Par , Avocat - Modifié le 17-10-2012

Les risques de poursuites pénales dans le cadre de différentes infractions pénales liées à l’identité civile suggèrent une analyse qui consiste à tracer leurs contours et à envisager les bonnes stratégies de défense de fond.


Pour exemple, Monsieur X vient de commettre une infraction au Code de la Route, et il apparaît qu’en outre il est en possession d’un kilogramme d’héroïne. Lorsqu’il lui est demandé de justifier de son identité civile, Monsieur X remet une carte d’identité qui ne lui appartient pas. Il a en effet présenté les papiers au nom de son ami Monsieur Y.

Le premier réflexe est de rechercher quelle infraction liée à l’identité civile Monsieur X a pu commettre.

Le Code Pénal contient une rubrique relative aux atteintes à l’état civil des personnes, prévues aux articles 433-18-1 à 433-21-1, mais aucun de ces textes ne prévoit l’incrimination de ce type de comportement.

Nullum crimen, nulla poena sine lege. Cet adage signifie qu’il ne peut y avoir d’infractions, ni de peines si aucun texte de loi ne prévoit ce type de comportement.

Cet adage est repris par la loi, à l’article 111-3 du Code pénal.

Ce texte énonce nul ne peut être puni pour un crime ou pour un délit dont les éléments ne sont pas définis par la loi, ou pour une contravention dont les éléments ne sont pas définis par le règlement.

Le texte ajoute que nul ne peut être puni d'une peine qui n'est pas prévue par la loi, si l'infraction est un crime ou un délit, ou par le règlement, si l'infraction est une contravention.

Hélas, Monsieur X a bien commis une infraction relative à l’identité civile.

Cette infraction est plus particulièrement analysée et considérée comme une entrave à l’exercice de la justice, prévue à l’article 434-23 alinéa 1 du Code Pénal.

L’infraction pénale de l’usurpation d’identité est définie comme le fait de prendre le nom d'un tiers, dans des circonstances qui ont déterminé ou auraient pu déterminer contre celui-ci des poursuites pénales, est puni de cinq ans d'emprisonnement et de 75000 euros d'amende.

Une fois que l’infraction est identifiée, la question se pose de savoir si ses éléments constitutifs sont bien réunis.

Cette infraction de l’usurpation d’identité comporte trois éléments :

  • Un élément intentionnel : celui qui usurpe l’identité doit l’avoir fait de manière intentionnelle.

En effet, l’article 121-3 du Code Pénal dispose qu’il n'y a point de crime ou de délit sans intention de le commettre.

Ainsi, dans notre cas d’espèce, si Monsieur X avait délibérément présenté la pièce d’identité de Monsieur Y, l’élément intentionnel de l’infraction d’usurpation d’identité serait caractérisé.
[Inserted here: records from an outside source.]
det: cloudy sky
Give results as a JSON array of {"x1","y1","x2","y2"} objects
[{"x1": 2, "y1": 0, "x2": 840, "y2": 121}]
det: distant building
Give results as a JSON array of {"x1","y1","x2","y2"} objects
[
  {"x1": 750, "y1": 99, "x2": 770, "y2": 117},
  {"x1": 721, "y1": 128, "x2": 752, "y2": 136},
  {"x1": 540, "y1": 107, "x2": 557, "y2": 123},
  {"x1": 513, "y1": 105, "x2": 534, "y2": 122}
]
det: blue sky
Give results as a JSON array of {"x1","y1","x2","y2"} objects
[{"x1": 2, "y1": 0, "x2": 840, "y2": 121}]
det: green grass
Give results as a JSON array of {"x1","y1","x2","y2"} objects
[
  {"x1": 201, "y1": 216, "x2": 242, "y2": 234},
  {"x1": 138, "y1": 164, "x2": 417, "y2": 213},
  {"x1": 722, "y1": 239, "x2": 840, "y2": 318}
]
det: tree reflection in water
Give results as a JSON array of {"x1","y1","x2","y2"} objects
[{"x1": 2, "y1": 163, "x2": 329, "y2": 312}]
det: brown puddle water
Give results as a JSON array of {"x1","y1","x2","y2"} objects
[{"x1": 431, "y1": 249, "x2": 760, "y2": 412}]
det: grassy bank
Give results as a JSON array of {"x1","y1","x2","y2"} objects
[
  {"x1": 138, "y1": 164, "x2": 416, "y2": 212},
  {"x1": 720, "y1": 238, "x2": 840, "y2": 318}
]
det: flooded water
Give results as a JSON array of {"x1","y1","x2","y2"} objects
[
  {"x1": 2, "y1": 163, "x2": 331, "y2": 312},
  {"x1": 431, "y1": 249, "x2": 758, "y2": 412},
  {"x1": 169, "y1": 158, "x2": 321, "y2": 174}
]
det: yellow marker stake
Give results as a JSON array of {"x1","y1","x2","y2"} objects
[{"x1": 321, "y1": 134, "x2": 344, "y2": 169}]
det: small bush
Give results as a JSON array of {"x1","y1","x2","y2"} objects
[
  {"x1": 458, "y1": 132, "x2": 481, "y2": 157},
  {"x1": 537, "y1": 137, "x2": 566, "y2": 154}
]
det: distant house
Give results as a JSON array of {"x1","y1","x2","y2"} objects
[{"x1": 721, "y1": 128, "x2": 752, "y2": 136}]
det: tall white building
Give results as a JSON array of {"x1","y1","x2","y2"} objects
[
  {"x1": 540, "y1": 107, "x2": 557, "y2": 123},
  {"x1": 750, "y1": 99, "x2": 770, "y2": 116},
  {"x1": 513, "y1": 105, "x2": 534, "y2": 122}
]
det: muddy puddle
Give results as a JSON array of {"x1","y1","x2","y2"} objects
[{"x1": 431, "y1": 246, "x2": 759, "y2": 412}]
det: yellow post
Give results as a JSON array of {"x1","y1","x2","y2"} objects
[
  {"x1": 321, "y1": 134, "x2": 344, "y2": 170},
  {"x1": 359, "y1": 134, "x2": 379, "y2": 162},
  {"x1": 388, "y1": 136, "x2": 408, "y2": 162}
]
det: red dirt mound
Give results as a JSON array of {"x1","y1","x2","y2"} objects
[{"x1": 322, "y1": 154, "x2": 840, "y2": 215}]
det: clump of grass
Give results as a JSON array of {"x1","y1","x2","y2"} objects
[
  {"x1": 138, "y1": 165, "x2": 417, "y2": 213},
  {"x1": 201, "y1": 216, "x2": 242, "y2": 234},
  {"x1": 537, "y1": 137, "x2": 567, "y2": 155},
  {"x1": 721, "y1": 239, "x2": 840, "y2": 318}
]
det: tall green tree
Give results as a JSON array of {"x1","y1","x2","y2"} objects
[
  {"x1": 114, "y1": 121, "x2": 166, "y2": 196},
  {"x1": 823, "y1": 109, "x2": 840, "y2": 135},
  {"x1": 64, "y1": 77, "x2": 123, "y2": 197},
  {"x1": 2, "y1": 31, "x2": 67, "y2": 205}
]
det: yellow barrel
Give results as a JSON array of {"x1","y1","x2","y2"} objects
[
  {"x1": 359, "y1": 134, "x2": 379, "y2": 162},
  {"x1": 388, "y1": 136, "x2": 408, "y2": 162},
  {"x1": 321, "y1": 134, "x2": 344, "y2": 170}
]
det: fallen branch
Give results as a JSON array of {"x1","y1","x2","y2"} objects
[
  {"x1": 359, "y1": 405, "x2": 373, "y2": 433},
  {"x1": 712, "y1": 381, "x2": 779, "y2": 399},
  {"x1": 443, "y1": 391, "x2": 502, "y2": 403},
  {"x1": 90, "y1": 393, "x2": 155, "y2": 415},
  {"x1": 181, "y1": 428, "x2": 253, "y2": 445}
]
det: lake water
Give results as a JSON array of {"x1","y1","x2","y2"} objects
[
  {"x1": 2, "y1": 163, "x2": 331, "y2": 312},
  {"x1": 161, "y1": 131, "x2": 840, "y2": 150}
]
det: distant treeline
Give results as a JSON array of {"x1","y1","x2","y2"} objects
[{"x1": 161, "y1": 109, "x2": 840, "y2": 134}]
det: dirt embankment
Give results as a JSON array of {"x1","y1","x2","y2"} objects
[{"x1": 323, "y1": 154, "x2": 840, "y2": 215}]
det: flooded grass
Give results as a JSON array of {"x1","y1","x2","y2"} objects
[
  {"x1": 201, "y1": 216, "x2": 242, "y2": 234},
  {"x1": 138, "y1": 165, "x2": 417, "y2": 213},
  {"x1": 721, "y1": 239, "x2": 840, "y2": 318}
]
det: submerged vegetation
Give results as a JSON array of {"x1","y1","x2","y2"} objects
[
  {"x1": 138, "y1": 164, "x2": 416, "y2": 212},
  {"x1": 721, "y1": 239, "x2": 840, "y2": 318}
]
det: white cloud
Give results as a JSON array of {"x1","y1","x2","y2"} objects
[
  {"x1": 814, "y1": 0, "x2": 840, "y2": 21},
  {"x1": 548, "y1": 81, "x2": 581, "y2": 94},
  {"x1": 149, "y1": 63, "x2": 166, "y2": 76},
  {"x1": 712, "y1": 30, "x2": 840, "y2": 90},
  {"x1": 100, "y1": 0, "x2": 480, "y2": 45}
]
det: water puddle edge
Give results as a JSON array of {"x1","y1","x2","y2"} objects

En défense, Monsieur X devra soutenir  qu’il pensait avoir remis sa propre pièce d’identité, pour exclure le caractère intentionnel de cette infraction.

  • Le deuxième élément consiste à caractériser « la prise du nom d’un tiers », ce qui semble être le cas en l’espèce.
  • Le dernier élément exige que l’on constate les circonstances qui ont déterminé ou auraient pu déterminer des poursuites pénales contre le tiers dont l’identité a été usurpée. En l’espèce, l’on peut considérer qu’en présence d’infractions pénales, le risque de poursuites pénales est réel.

On s’arrêtera quelques instants sur cette notion de «  poursuites pénales ». Tout d’abord, l’article 434-23 alinéa 1 du Code Pénal énonce expressément ce terme, ce qui exclut d’emblée l’hypothèse de « poursuites civiles », c’est-à-dire toute action civile que pourrait exercer tout intéressé qui a intérêt et qualité pour agir devant les juridictions civiles, mais aussi toute action civile susceptible d’être exercée devant les juridictions répressives.

La notion de « poursuites pénales » doit être entendue de manière large, c’est-à-dire recouvrant toutes les hypothèses de poursuites pénales.

Ainsi, l’on doit écarter l’hypothèse du classement sans suite qui induit une absence de poursuites pénales.

Les poursuites pénales sont variées : l’ouverture d’une information judiciaire (affaire pénale confiée par le Ministère Public à un juge d’instruction), déferrement de la personne dans le cadre d’une procédure de comparution immédiate, citation à comparaître devant le Tribunal de Police ou devant le Tribunal Correctionnel (convocation contenant la date, l’heure et le lieu du procès, ainsi que les faits reprochés et les textes applicables), convocation dans le cadre d’une procédure de comparution par reconnaissance préalable de culpabilité (le plaider coupable).

En revanche, dans l’hypothèse d’une procédure alternative aux poursuites pénales telles que médiation pénale et composition pénale, dans la mesure où l’infraction ne conduit pas à la saisine d’une juridiction d’instruction ou de jugement, il y a lieu de penser que de telles procédures hors justice ne sont pas comprises dans la notion de « poursuites pénales » que recouvrent les dispositions de l’article 434-23 du Code Pénal.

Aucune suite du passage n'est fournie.